For that reason, when I began to spiral into a really bad clinical depression, I thought I could handle it myself. I've "managed" my symptoms for years--I'm an incredibly high-functioning person, and the worst thing about the perception of depression is that people think it only has one face. But in the span of ten minutes, both of these have been the face of depression:
I also have moderate-severe anxiety with agoraphobia, so there are days where leaving the house literally feels like it will kill me, but I'd gotten used to fighting myself to get out that door, despite that it was sending my mental health southward.
When it got to the point that I was missing more than I was enjoying, I went to a therapist, and found a great one. She didn't push me into medication, but she could see how badly I was doing and gave me every technique to combat it. Cognitive behavioral therapy, talk therapy, and mindfulness activities are wonderful things...and they helped, to an extent.
But they only stalled the speed of my descent; they failed to reverse the direction. Or maybe I did.
When I finally took that plunge and began medication, the world changed.
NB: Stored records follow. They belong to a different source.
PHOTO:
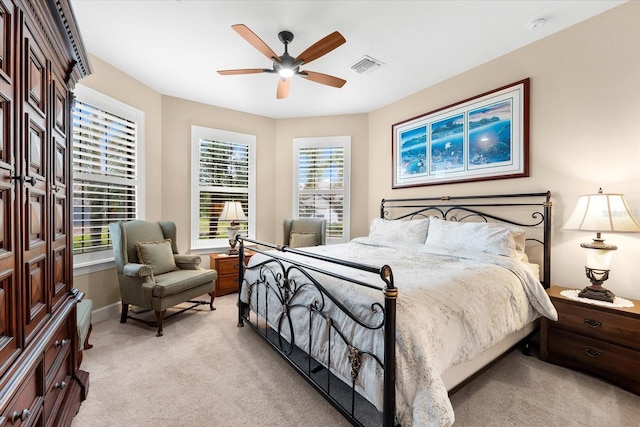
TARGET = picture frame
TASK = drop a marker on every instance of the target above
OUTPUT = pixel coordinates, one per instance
(485, 137)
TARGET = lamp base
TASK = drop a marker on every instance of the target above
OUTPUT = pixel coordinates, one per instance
(597, 292)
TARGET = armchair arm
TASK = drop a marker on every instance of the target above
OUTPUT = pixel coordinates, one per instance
(187, 262)
(137, 270)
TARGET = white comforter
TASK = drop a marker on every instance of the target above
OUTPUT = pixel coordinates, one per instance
(450, 308)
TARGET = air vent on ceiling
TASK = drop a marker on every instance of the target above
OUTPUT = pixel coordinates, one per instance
(366, 64)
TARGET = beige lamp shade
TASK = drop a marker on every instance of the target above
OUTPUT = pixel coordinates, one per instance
(602, 213)
(233, 212)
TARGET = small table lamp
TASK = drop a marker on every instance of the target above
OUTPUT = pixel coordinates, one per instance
(233, 212)
(600, 213)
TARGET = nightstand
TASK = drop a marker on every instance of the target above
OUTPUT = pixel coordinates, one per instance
(227, 268)
(601, 340)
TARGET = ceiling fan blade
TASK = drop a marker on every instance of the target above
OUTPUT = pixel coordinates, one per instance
(241, 71)
(283, 88)
(324, 79)
(255, 41)
(321, 47)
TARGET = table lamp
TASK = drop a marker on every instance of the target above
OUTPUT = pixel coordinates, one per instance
(233, 212)
(601, 213)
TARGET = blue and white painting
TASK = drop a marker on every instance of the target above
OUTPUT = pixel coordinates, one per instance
(413, 151)
(490, 140)
(447, 145)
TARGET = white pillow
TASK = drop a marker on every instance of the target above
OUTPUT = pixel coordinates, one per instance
(413, 231)
(472, 236)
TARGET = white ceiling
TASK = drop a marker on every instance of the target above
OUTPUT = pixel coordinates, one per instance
(176, 46)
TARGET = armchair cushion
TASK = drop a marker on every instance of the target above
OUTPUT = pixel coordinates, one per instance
(178, 281)
(157, 255)
(303, 240)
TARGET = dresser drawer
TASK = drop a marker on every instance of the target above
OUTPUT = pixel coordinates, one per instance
(594, 355)
(613, 328)
(26, 407)
(56, 347)
(56, 392)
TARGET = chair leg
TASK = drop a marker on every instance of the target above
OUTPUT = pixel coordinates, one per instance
(124, 313)
(212, 294)
(87, 346)
(160, 317)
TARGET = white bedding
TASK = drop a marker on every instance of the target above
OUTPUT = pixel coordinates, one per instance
(450, 308)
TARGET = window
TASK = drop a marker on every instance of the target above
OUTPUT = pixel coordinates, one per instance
(107, 171)
(222, 169)
(322, 183)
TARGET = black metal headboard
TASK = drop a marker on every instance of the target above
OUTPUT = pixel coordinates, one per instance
(531, 211)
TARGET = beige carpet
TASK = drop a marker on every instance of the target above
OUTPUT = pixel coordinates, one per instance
(205, 371)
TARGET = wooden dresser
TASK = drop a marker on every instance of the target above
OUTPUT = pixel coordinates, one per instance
(601, 340)
(41, 58)
(227, 268)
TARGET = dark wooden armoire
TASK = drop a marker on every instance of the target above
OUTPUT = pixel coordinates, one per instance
(41, 59)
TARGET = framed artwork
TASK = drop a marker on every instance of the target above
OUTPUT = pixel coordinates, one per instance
(481, 138)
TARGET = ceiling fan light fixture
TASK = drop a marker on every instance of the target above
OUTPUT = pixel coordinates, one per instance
(285, 73)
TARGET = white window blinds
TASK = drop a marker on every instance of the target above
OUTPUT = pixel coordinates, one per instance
(223, 170)
(321, 167)
(105, 175)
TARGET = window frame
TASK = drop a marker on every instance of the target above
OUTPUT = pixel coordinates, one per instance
(211, 134)
(101, 260)
(323, 142)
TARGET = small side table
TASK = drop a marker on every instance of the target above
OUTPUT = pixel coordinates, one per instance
(604, 341)
(227, 268)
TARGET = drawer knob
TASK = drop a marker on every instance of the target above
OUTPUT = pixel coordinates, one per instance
(592, 323)
(592, 352)
(20, 416)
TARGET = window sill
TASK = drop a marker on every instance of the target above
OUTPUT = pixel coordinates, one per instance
(81, 269)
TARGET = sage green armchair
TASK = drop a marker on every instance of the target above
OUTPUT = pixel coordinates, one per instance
(151, 273)
(304, 232)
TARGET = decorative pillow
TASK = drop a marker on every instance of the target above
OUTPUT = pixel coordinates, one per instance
(413, 231)
(157, 255)
(302, 240)
(472, 237)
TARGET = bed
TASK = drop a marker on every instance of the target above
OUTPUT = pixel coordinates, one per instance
(384, 326)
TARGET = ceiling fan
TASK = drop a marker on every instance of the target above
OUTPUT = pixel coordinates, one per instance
(286, 65)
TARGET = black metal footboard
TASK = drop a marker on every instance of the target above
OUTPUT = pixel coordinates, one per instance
(285, 301)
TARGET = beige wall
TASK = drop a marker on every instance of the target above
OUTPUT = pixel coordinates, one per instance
(585, 132)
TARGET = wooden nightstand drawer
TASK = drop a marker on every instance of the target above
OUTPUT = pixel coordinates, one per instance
(227, 266)
(603, 340)
(599, 325)
(226, 285)
(595, 356)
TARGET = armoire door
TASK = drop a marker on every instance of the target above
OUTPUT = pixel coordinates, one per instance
(9, 277)
(36, 169)
(60, 170)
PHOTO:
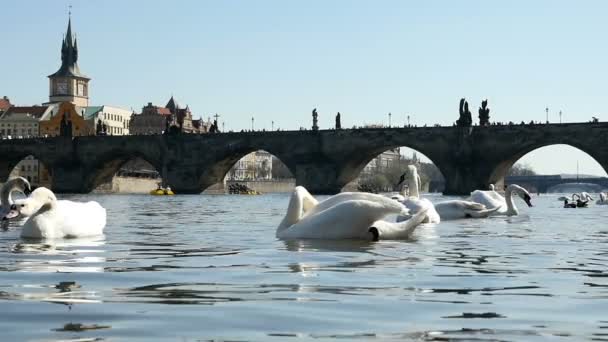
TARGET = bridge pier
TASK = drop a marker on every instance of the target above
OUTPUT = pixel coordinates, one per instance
(318, 178)
(68, 179)
(462, 181)
(182, 179)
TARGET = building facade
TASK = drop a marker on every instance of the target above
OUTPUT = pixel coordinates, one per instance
(383, 161)
(156, 120)
(254, 166)
(68, 84)
(108, 120)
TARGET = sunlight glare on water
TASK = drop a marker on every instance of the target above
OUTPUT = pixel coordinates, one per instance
(208, 267)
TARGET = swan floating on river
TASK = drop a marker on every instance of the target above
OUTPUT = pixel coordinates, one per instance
(48, 220)
(6, 199)
(492, 199)
(344, 216)
(446, 210)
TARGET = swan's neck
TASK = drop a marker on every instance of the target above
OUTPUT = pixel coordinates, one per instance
(300, 203)
(6, 193)
(413, 185)
(511, 208)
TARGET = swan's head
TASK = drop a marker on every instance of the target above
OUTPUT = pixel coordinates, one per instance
(29, 206)
(19, 184)
(523, 193)
(410, 173)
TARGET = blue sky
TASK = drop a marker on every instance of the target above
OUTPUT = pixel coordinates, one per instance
(276, 60)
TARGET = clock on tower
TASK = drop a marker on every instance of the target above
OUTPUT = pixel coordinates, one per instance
(68, 83)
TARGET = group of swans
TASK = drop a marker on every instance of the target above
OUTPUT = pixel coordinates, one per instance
(348, 215)
(48, 218)
(480, 204)
(579, 200)
(357, 215)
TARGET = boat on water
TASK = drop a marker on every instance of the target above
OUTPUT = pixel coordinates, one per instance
(160, 191)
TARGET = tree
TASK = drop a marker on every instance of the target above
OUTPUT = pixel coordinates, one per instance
(520, 169)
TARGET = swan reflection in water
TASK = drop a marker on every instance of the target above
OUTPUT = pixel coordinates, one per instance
(66, 255)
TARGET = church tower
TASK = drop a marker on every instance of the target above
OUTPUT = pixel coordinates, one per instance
(68, 83)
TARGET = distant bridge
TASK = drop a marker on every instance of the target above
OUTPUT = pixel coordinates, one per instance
(323, 161)
(544, 183)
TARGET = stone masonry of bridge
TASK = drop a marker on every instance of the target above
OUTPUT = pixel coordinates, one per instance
(323, 161)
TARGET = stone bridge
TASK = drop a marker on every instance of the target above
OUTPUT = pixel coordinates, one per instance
(546, 183)
(322, 161)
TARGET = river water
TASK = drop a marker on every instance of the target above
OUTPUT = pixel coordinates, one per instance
(197, 268)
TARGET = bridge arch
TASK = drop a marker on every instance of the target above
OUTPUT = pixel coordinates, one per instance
(247, 164)
(382, 171)
(107, 165)
(501, 169)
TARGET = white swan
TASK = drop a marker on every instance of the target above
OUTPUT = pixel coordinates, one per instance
(48, 220)
(603, 199)
(413, 201)
(458, 209)
(491, 199)
(446, 210)
(6, 198)
(344, 216)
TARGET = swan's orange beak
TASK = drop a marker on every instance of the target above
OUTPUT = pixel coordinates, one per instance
(528, 200)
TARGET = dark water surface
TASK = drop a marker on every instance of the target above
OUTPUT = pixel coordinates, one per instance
(197, 268)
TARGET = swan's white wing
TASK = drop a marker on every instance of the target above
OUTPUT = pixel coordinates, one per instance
(349, 196)
(349, 219)
(416, 205)
(490, 199)
(400, 230)
(81, 219)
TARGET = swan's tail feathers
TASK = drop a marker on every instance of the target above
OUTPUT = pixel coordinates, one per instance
(474, 206)
(482, 213)
(401, 230)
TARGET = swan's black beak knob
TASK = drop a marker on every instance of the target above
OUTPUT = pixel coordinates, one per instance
(375, 233)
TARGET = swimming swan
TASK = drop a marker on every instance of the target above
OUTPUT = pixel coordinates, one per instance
(48, 220)
(413, 201)
(6, 199)
(345, 216)
(446, 210)
(492, 199)
(603, 199)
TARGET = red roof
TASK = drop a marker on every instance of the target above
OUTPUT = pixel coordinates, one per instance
(5, 104)
(163, 111)
(36, 111)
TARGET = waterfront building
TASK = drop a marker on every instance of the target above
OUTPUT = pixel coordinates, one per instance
(68, 84)
(114, 120)
(66, 121)
(155, 120)
(382, 162)
(5, 104)
(254, 166)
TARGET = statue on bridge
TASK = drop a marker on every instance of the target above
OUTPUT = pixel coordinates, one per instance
(484, 114)
(101, 128)
(65, 127)
(338, 124)
(465, 119)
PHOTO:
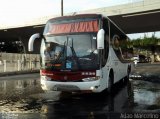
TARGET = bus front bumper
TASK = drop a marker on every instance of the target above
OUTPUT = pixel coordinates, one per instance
(90, 86)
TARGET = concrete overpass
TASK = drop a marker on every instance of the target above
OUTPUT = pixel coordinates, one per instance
(136, 17)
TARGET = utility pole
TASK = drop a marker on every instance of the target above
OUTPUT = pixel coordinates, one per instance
(61, 7)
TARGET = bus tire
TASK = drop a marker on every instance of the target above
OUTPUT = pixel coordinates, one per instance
(110, 82)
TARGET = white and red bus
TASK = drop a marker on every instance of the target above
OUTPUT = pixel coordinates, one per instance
(87, 53)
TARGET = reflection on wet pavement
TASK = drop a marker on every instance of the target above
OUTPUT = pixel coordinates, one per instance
(25, 98)
(146, 96)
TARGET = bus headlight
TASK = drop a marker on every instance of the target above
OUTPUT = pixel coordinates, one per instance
(91, 79)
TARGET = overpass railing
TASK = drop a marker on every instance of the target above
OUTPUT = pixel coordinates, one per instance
(11, 62)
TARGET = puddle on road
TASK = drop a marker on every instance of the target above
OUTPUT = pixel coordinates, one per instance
(146, 96)
(26, 96)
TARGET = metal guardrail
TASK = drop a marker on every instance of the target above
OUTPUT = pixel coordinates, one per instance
(11, 62)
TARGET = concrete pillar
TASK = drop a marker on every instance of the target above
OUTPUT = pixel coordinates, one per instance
(5, 65)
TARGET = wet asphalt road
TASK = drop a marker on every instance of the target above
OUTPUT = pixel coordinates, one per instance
(21, 97)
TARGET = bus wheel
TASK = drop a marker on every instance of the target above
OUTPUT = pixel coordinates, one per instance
(110, 82)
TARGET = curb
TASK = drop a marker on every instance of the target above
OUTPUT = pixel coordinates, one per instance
(18, 73)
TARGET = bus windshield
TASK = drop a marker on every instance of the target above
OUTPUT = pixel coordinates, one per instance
(69, 52)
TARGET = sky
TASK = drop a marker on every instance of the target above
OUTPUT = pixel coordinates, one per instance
(21, 11)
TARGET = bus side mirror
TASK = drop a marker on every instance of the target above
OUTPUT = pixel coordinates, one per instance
(100, 39)
(31, 41)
This may not be the right medication--I won't know that just yet--but just in taking an SSRI for a few days, I already feel the "weight of the world" off my shoulders--as in, yesterday, I felt the sun on my face and I *enjoyed* it. I went to a volunteer cosplaying event and didn't have a panic attack on the way. I woke up this morning before the kids went to school and interacted with them before their day began. I took out the trash myself, walking in and out of the house several times without having to fight my repulsion of that damn hallway door.
I'm not at 100 percent yet...I still had an anxiety attack on my way to an appointment and I can't say I'm completely ready to roll out the door at the moment. But in that moment, feeling the sunshine on my face, I realized how much sincere joy has been missing for years. Every happy moment was happy, but with the underlying weight of depression. Every triumph had the nagging voice telling me it wasn't as good as... Every morning, every night, every special moment contained an asterisk. And if the good moments had an asterisk, the bad moments were bold and italicized with exclamation points.
I'm a sucker for punctuation.
I'm ready to go forward with no parentheses, no ellipses, and no quotation marks, only the occasional oxford comma to stop and enjoy the text.
Revising is never easy, so I'm not expecting instant success, but like any other project, the story is all the better for it.